All Eyes on Papua: Dukungan Netizen untuk Selamatkan Hutan Adat Papua
Tercatat hingga 4 Juni 2024 seruan All Eyes on Papua dibagikan lebih dari 2,8 juta kali di Instagram Story. Netizen Indonesia ramai-ramai merepost ulang poster tersebut sebagai bentuk kepedulian perlindungan hutan adat Papua.
Sebelumnya, masyarakat Awyu di Boven Digul Papua Selatan dan Suku Moi di Sorong Papua Barat Daya melakukan aksi damai dengan mendatangi Gedung Mahkamah Agung Jakarta pada 27 Mei 2024. Kedatangan tersebut sebagai bentuk protes atas rencana pengalihan hutan menjadi Perkebunan sawit oleh PT Indo Asiana Lestari.
“Just in case buat yang belum tau, jadi hutan di Papua tepatnya di Boven Digul yang luasnya 36 ribu hektar atau lebih dari separuh luas Jakarta akan dibabat habis dan dibangun Perkebunan sawit oleh PT Indo Asiana Lestari.” Tulis dalam keterangan poster yang beredar.
Berdasarkan artikel Forest loss in Indonesian New Guinea (2001-2019): Trends, drivers and outlook yang dipublikasikan dalam laman Science Direct menyebutkan dalam kurun waktu tersebut kelestarian hutan Papua mengalami penyusutan akibat investasi masif kebun sawit.
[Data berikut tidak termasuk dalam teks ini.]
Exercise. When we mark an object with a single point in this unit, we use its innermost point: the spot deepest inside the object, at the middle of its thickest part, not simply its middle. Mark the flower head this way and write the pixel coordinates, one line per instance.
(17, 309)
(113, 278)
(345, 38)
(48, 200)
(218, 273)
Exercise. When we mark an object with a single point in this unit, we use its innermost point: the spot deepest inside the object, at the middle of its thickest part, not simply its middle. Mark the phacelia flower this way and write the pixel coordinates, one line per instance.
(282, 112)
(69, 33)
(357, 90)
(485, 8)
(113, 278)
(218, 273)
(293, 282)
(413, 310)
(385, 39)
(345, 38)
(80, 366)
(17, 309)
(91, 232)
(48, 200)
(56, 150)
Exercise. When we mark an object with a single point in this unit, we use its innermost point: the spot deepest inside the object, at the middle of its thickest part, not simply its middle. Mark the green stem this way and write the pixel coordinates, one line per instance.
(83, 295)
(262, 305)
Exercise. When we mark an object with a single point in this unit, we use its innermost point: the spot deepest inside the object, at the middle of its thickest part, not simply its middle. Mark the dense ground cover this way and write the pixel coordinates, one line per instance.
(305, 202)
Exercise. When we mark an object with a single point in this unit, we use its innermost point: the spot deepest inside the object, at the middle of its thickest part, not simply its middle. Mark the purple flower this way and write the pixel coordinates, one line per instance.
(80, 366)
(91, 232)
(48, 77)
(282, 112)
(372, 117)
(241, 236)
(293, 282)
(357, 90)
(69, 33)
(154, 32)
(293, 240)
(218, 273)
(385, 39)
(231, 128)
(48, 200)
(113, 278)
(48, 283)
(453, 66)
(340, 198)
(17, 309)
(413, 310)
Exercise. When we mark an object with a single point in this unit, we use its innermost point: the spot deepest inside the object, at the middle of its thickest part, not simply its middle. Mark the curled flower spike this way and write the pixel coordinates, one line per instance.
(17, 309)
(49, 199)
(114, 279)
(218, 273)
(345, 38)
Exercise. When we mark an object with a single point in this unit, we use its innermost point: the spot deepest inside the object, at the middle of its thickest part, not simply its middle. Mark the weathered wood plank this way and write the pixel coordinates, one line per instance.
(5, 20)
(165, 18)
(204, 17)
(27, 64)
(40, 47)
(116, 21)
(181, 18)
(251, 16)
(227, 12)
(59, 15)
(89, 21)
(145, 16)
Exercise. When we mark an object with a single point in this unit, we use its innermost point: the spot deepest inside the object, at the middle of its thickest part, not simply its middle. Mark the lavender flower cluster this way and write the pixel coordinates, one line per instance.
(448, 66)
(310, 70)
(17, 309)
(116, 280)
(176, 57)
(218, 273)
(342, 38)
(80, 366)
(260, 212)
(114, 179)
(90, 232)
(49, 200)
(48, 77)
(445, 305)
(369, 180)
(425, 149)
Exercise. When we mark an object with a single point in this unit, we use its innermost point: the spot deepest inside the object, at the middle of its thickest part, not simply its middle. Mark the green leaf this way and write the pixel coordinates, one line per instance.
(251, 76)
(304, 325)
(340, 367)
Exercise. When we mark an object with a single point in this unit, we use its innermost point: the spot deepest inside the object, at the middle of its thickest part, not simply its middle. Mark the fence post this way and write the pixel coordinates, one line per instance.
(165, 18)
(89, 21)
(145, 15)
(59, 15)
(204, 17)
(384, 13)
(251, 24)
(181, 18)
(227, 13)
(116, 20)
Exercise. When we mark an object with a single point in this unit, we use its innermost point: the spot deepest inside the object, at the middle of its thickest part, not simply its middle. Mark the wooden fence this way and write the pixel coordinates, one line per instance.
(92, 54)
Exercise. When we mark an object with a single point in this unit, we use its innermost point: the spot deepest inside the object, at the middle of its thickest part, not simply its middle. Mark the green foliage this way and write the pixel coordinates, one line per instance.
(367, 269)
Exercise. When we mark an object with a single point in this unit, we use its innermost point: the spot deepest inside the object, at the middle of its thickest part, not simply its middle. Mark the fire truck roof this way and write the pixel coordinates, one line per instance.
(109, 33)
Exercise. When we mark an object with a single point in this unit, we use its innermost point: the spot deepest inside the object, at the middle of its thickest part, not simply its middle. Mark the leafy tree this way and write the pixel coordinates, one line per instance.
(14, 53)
Sebanyak 2 persen atau 748 ribu ha hutan berkurang, bahkan diprediksi di tahun 2036 penyusutan hutan Papua mencapai 4,5 ha.
Dukungan lain dilakukan melalui tanda tangan petisi yang diinisiatif oleh Yayasan Pusaka Bentala Rakyat, ramai-ramai netizen ikut serta ikut mendukung agar izin PT Indo Asiana Lestari dicabut. Hingga 5 Juni 2024 sebanyak 207.083 tanda tangan telah terkumpul.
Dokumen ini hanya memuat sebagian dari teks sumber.